Press Statement Philip T. Reeker, Deputy Spokesman Washington, DC June 14, 2002
The UN Food and Agriculture Organization (FAO) Summit In Rome, June 10 to 13The World Food Summit ended yesterday in Rome. Led by Secretary of Agriculture Ann Veneman, USAID Administrator Andrew Natsios and Under Secretary of State for Economic Affairs Alan Larson, the United States stressed the importance of boosting agricultural productivity, liberalizing agricultural trade and maintaining science-based trade standards; agricultural research and technology, including biotechnology; and good governance and sound economic policies for sustainable development.

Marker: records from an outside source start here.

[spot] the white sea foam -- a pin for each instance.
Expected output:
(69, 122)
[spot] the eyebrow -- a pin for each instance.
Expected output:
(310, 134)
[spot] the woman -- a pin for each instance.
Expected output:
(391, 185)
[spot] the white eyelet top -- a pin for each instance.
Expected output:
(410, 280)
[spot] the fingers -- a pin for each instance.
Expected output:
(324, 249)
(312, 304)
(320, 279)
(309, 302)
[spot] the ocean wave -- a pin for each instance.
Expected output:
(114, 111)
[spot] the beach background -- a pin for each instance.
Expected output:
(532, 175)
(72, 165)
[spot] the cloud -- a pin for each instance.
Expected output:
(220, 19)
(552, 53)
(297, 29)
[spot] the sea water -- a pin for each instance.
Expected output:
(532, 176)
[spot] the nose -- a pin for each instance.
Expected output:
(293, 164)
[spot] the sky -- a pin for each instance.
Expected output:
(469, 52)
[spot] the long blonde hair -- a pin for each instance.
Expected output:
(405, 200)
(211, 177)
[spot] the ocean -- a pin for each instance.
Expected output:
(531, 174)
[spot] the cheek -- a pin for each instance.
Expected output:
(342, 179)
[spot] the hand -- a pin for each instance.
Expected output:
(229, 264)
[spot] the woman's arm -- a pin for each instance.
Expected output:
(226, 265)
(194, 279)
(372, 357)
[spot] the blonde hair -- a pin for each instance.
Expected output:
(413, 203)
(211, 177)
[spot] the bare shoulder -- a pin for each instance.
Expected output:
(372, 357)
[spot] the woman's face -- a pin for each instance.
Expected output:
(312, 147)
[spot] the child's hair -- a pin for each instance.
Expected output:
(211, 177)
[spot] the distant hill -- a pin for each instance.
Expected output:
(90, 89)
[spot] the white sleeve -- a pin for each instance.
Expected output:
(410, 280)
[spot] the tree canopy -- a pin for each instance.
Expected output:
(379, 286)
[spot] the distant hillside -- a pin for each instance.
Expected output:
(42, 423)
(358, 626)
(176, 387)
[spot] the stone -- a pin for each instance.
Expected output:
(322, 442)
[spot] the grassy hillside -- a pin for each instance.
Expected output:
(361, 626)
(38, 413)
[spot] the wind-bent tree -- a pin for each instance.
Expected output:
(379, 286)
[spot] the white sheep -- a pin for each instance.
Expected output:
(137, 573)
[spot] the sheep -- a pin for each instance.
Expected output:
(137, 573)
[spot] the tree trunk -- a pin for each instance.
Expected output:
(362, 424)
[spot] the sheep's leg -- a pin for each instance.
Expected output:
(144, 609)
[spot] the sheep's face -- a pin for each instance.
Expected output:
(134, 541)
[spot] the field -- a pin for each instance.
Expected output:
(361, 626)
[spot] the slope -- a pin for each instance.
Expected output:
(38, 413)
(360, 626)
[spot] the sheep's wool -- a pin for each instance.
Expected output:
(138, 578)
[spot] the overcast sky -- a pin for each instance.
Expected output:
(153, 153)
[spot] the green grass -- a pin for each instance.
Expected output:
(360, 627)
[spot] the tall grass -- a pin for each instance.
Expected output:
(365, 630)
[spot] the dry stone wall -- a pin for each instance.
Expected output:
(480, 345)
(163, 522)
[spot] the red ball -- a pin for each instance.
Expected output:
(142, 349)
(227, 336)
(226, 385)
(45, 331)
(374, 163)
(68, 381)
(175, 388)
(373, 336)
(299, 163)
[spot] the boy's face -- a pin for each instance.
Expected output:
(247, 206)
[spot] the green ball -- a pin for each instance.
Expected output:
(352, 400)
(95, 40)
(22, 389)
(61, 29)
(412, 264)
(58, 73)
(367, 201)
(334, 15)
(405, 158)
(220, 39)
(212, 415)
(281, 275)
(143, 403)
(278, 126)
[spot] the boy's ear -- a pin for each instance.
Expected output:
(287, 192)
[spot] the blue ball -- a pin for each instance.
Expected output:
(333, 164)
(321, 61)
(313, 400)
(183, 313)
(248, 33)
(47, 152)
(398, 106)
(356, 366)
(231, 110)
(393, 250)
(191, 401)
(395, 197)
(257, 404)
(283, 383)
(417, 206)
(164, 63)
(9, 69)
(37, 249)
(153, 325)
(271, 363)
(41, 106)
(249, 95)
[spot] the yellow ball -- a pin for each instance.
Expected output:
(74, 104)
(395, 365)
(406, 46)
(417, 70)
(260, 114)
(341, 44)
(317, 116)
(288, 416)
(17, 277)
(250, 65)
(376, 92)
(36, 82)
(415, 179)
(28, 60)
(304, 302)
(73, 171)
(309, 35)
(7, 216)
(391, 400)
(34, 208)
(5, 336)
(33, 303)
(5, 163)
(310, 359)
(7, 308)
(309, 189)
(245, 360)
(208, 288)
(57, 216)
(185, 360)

The United States strongly supports a number of key elements of the declaration produced at the summit. The document highlights the key factors in the Administration’s dedication to alleviate hunger and poverty, and will be a tool in implementing the goal of the original 1996 Food Summit, to cut hunger in half by 2015.
The United States made a reservation concerning the document’s call for the elaboration of voluntary guidelines to support countries’ efforts to achieve the progressive realization of the right to adequate food.
The U.S. has long been the world’s leader in efforts to assure that all the world’s peoples have access to food. We currently provide nearly two-thirds of the World Food Program’s budget to feed the world’s neediest and most at risk.